Digital transformation hinges on information governance policies
Data governance is an important part of any digital transformation plan. The trick is to lead with the governance tools that ensure the digitization strategy is a success.
Digital transformation has been a hot topic for years now. For most of that, the traditional information governance expert had been left sitting on the sidelines after trying, and most often failing, to become involved. This is in part because information governance is viewed as a source of additional rules and requirements that slow down any transformation efforts.
The reality is that involving information governance experts early on can accelerate digital transformation efforts. The trick to becoming involved is to not lead with the end-goals of information governance policies but to offer up the governance tools that can make any digital transformation plan successful.
Remember the goal
While many organizations debate the definition of information governance, the core principle is gaining control over an organization's information assets. The problem is that the word "control" scares a lot people. They equate control with loss of freedom. Unfortunately, this is directly due to the all-or-nothing approach that many information governance professionals have taken over the years.
When information governance policies are executed correctly, control means simply knowing where information lives, who has access to it, and how it is used. Information governance is not about locking content into virtual file cabinets. It is about making sure that the right people can access information at the right time and have confidence that the information is trustworthy.
This is also one of the key goals of digital transformation efforts. We live in a digital world that is driven by information. This information is created in one place and moves through different processes, leaving remnants behind. Digital transformation plans create streamlined ways of getting things done where the information needed is always available.
To do that, you need to know where that information lives and how to access it. More importantly, you must have full confidence that the information is correct and not outdated or incomplete. This is a prerequisite for a successful transformation project and it is at the core of how information governance policies achieve success.
Map the information flow
Most information professionals have been mapping information for years. Even with paper records, the progress of a case file through the organization from creation to its final resting place in records was well documented.
Need the latest address for a customer? That was collected on Form 11A. Today it resides in the CRM. Information became digital, but the mapping skills remained the same. The destinations and linkages have simply evolved.
In the paper world, processes were linear. When electronic workflow was introduced, we improved the routing and processing capacity, but we didn't always deviate from a linear path. Eventually, people realized that digital information can go to multiple places, creating parallel work streams on the same information.

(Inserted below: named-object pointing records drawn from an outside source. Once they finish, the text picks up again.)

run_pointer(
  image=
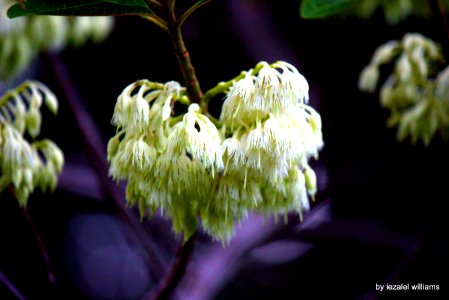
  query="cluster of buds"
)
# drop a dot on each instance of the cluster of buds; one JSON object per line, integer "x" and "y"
{"x": 184, "y": 166}
{"x": 22, "y": 38}
{"x": 414, "y": 93}
{"x": 25, "y": 165}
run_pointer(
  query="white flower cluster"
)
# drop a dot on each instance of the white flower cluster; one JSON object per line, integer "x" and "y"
{"x": 22, "y": 38}
{"x": 26, "y": 165}
{"x": 184, "y": 166}
{"x": 416, "y": 96}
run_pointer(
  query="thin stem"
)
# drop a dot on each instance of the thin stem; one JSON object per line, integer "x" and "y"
{"x": 42, "y": 249}
{"x": 11, "y": 287}
{"x": 194, "y": 8}
{"x": 161, "y": 23}
{"x": 182, "y": 55}
{"x": 437, "y": 7}
{"x": 167, "y": 285}
{"x": 153, "y": 3}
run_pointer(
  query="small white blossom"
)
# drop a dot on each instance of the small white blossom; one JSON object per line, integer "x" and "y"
{"x": 368, "y": 78}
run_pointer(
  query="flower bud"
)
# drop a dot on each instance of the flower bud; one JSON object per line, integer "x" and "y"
{"x": 33, "y": 121}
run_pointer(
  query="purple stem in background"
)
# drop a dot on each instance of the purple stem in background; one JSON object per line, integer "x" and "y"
{"x": 50, "y": 276}
{"x": 11, "y": 287}
{"x": 169, "y": 283}
{"x": 97, "y": 151}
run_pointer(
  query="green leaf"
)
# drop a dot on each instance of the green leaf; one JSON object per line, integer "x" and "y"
{"x": 315, "y": 9}
{"x": 79, "y": 8}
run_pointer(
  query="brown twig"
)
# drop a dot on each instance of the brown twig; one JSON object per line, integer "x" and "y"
{"x": 168, "y": 284}
{"x": 182, "y": 55}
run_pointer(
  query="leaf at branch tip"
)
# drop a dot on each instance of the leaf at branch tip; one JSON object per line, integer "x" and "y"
{"x": 79, "y": 8}
{"x": 315, "y": 9}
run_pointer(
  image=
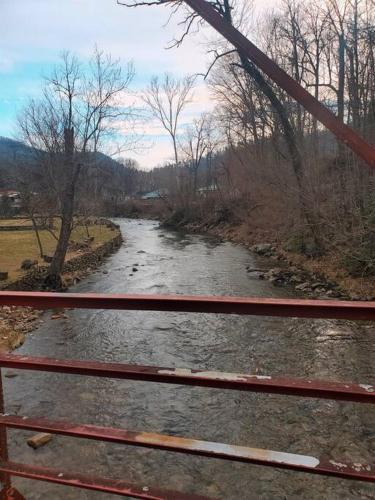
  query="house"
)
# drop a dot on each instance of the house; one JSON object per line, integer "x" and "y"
{"x": 12, "y": 198}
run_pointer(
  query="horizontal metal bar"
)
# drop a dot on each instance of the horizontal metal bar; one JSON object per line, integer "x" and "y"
{"x": 9, "y": 493}
{"x": 178, "y": 303}
{"x": 359, "y": 393}
{"x": 94, "y": 483}
{"x": 301, "y": 463}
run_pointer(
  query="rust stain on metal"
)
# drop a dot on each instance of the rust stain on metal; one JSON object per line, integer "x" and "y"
{"x": 200, "y": 378}
{"x": 329, "y": 309}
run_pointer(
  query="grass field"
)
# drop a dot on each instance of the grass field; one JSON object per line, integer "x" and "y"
{"x": 17, "y": 246}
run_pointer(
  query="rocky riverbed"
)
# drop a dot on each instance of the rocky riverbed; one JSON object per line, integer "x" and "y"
{"x": 307, "y": 283}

Still, information stayed within its own system unless it was copied, emailed or printed.
With today's technology, information in one system can readily be accessed in every other system simultaneously. Instead of mapping the flow of information through a process, information professionals can identify the sources of data, which processes access the information and what actions create changes to the information.
Speeding up digital transformation
Every digital transformation team needs people who know the data. The team needs to know where it is, what can be done to it and how to get to it. These are the questions that a good information governance expert can provide. They have either already determined the answer or know exactly who to ask.

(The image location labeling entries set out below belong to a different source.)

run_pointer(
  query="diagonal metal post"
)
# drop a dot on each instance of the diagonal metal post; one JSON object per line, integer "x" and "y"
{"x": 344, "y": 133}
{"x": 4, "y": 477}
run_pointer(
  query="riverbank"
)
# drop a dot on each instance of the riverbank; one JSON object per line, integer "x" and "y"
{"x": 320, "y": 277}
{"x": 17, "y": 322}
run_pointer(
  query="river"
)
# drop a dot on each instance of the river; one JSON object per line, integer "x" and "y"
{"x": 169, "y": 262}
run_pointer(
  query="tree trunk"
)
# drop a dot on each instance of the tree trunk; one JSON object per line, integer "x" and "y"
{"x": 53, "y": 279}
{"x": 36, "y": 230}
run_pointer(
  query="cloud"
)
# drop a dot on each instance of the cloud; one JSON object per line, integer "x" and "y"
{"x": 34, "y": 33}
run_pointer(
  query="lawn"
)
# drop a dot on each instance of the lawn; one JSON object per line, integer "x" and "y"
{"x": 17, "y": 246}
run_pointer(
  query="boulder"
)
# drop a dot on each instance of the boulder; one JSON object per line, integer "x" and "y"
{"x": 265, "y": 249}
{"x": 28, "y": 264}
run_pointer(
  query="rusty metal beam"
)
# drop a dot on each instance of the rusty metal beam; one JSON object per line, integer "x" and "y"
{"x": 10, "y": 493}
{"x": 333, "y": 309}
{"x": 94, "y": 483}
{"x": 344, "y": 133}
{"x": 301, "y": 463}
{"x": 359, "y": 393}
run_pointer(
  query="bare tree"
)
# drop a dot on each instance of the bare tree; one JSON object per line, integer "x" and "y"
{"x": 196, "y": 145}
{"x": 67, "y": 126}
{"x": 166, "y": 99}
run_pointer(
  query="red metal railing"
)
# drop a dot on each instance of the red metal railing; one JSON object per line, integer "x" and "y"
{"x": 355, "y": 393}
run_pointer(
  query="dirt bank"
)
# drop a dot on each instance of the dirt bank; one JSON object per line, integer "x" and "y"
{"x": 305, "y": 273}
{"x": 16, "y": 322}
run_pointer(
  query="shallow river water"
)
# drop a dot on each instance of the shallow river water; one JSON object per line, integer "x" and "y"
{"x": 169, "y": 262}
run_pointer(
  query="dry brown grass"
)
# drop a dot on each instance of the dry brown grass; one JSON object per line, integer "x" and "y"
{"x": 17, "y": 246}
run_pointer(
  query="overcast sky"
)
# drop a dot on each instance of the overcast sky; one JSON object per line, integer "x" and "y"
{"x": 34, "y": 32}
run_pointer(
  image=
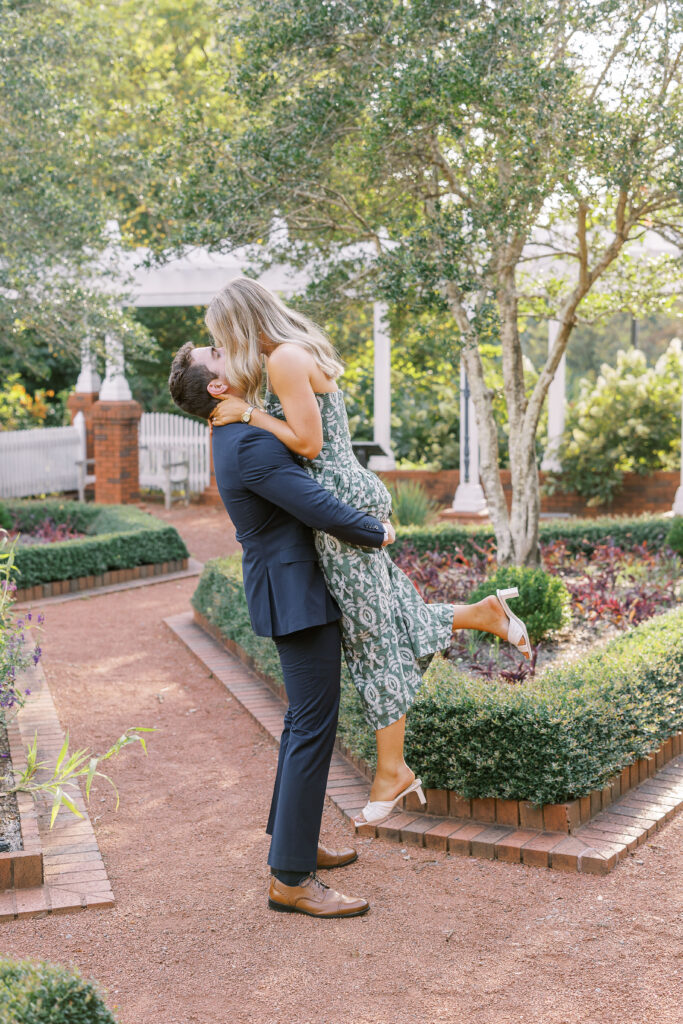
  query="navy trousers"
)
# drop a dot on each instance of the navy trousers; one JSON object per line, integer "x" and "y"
{"x": 311, "y": 666}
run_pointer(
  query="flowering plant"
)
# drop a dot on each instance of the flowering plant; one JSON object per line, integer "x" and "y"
{"x": 15, "y": 653}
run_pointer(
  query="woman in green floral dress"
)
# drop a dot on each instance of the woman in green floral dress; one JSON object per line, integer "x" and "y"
{"x": 389, "y": 634}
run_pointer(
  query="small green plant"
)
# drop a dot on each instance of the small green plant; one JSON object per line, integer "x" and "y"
{"x": 543, "y": 603}
{"x": 675, "y": 535}
{"x": 38, "y": 992}
{"x": 17, "y": 647}
{"x": 412, "y": 505}
{"x": 69, "y": 768}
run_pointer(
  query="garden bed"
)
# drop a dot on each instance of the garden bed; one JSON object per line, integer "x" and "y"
{"x": 553, "y": 739}
{"x": 107, "y": 544}
{"x": 22, "y": 865}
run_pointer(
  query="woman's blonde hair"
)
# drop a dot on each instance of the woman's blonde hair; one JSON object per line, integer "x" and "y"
{"x": 244, "y": 311}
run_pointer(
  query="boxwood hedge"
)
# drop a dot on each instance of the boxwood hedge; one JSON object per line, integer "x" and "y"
{"x": 120, "y": 537}
{"x": 551, "y": 739}
{"x": 47, "y": 993}
{"x": 581, "y": 536}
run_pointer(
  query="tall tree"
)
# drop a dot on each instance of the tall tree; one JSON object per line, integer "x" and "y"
{"x": 87, "y": 92}
{"x": 500, "y": 158}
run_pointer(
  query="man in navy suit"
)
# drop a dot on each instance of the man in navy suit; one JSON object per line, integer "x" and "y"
{"x": 273, "y": 504}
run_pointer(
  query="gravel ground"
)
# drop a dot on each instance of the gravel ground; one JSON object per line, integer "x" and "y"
{"x": 190, "y": 938}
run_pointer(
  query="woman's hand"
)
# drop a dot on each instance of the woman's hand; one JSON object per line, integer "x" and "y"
{"x": 228, "y": 411}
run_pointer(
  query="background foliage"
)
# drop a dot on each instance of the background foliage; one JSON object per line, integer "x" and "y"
{"x": 628, "y": 421}
{"x": 554, "y": 738}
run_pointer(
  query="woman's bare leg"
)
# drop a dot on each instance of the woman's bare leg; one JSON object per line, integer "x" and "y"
{"x": 392, "y": 773}
{"x": 486, "y": 615}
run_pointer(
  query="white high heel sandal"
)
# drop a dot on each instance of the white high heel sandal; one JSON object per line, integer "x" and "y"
{"x": 517, "y": 634}
{"x": 377, "y": 811}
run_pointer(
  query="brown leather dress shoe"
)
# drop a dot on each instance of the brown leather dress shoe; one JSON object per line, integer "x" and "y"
{"x": 314, "y": 898}
{"x": 335, "y": 858}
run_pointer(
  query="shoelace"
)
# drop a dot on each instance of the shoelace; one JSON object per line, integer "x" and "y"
{"x": 317, "y": 882}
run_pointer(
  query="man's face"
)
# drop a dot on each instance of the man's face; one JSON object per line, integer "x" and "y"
{"x": 212, "y": 357}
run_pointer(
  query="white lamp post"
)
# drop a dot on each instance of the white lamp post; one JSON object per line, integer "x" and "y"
{"x": 678, "y": 500}
{"x": 469, "y": 499}
{"x": 382, "y": 389}
{"x": 556, "y": 410}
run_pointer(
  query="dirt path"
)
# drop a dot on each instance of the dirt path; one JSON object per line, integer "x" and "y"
{"x": 190, "y": 938}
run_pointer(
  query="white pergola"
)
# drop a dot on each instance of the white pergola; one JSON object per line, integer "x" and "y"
{"x": 194, "y": 278}
{"x": 191, "y": 280}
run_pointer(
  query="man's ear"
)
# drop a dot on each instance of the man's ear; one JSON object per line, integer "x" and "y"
{"x": 217, "y": 388}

More importantly, information is going to move from the point of creation to the systems of records, and accessed for delivery along the way. Knowing how all of that happens is critical for information governance professionals to do their jobs.
What the traditional information governance professional needs to keep in mind is that the hard-core records management requirements need to wait. Information needs to be captured and classified so that it can be used effectively. Restricting updates of data to reliable sources versus allowing all systems to change it are basic rules that can be implemented. With that in place, formal records management can readily be added later.
Once people are working in their digital environment and you actually have complete and accurate records, it's time to plan for long-term management. You cannot manage what you don't have, and you don't want to enshrine bad information. A digital transformation allows companies to collect, process and validate information across the organization, and adding to the long-term business policies is much more straightforward. This is also more important for companies that must comply with the E.U.'s General Data Protection Regulation (GDPR) in effect May 25, 2018.
Plan around live records
The biggest change is going from focusing on the long-term management of information to making sure that information is available on demand. There needs to be protections from improper updates, but there should be a focus on enabling access to information. Adding any is the fastest way to being shut out of the entire transformation effort.
Digital transformation provides opportunities to implement information governance policies to use and govern information better, while ensuring GDPR compliance. Achieving transformation and governance goals in the same effort is an opportunity that should not be missed.